January 25, 2010 at 12:08 pm
I’m sorry, but I can’t let it go. Rowling and King are popular storytellers. Updike and Oates are/were masters of insight into the human condition and how to express it through the English language. For some readers, that stuff is not as important as being caught up the question of how the second-act tension is going to be resolved. But I’m not one of those readers, and neither are a lot of other people. It’s not necessarily a qualitative distinction, but it’s one that I think is worth making. I guess it depends what you’re calling the course.
January 25, 2010 at 3:41 pm
No worries, Miconian. Really I’d like to address this in another post, because there is much fodder for discussion here, but suffice to say I should have mentioned I am also teaching from a reader called The Art of the Short Story, from which I am allowing the students to choose work beyond the stories I’ve already chosen. Among those: Poe, Hawthorne, and Joyce (“Araby”). The students have already chosen one by Oates (“Where Are You Going, Where Have You Been?”), and I’m also assigning Fitzgerald’s “Absolution” to along with his novel. My goal is to offer a diverse experience of fiction, and to teach plot and structure as well as style and theme.

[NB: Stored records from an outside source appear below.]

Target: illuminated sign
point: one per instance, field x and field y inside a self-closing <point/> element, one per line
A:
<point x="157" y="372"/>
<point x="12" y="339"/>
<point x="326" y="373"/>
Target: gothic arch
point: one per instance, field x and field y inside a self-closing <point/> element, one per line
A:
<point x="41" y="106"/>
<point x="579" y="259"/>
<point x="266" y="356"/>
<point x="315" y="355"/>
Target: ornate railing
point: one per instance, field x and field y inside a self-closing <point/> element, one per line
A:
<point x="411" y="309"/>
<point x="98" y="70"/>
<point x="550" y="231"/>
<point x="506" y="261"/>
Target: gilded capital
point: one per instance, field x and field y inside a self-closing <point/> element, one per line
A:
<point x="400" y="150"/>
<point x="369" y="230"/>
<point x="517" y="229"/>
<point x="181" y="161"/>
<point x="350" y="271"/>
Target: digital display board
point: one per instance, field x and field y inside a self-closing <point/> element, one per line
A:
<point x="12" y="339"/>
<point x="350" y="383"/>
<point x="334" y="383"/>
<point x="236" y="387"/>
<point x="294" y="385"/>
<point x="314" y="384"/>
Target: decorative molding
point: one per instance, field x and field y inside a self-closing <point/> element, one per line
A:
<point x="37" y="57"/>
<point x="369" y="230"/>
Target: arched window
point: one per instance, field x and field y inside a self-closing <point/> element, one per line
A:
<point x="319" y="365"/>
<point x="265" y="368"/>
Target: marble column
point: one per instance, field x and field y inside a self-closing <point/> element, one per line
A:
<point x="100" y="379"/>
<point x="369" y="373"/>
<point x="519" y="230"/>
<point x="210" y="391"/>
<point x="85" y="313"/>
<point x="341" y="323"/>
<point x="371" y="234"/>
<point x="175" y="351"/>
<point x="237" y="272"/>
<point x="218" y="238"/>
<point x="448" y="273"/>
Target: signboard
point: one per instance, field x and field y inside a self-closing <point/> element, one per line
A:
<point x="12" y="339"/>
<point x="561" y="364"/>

Have you read King’s “Strawberry Spring”? It is, in my estimation, one of the finest stories ever written in the English language. Up there with “Araby.”
You’re right that King and Rowling are popular storytellers. So were Dickens and Shakespeare. Poe’d always hoped for popularity but never managed it, which is probably why he drank himself to death seeking critics’ validation when readers already for the most part loved him.
January 26, 2010 at 12:50 pm
Popularity and artistry are neither synonymous nor mutually exclusive. The fact that Shakespeare has always been popular doesn’t mean that being popular makes anyone else Shakespeare. The fact that Emily Dickinson was unknown in her own time doesn’t meant that laboring in obscurity is a prerequisite to scholarly validation.
Anyway, glad to hear you are letting students choose from a reader, which means that they can enjoy the class even if they might happen to agree more with me than with you here.
I haven’t read Strawberry Spring that I can remember. I’ll look for it.
I guess I should mention that I don’t have a problem with King per se, and I have read and enjoyed a few of his books, including Skeleton Crew, It, The Shining, and the first couple Gunslinger novels. He does a lot of interesting stuff, and I especially like the way he intercuts the characters’ thoughts with the narrative voice. That being said, I think that comparing him favorably to Updike in terms of agility with language and character is a bit silly.
January 26, 2010 at 2:34 pm
I generally take a democratic approach to teaching. I find it works best. I’m teaching at a college level, too, and I believe students should participate in the shape and function of the course as much as they should learn within it.
Shakespeare wasn’t always popular, actually. There were times he went largely unknown.
You can think it’s silly, and we’ll agree to disagree. For me, as a reader, King’s always been a better writer, overall, than Updike, whom I find as boring and tedious as Oates. Sure, King’s had some stinkers, but he’s done great stuff, too. To dismiss him as simply a popular storyteller, seems, to me, a bit silly. Like I said, though, I wanted to teach structure and plot; I think you’ll agree I couldn’t really find either with Updike. Or most other authors acclaimed by critics, most of whom seem to think “literature” is synonymous with “mess.”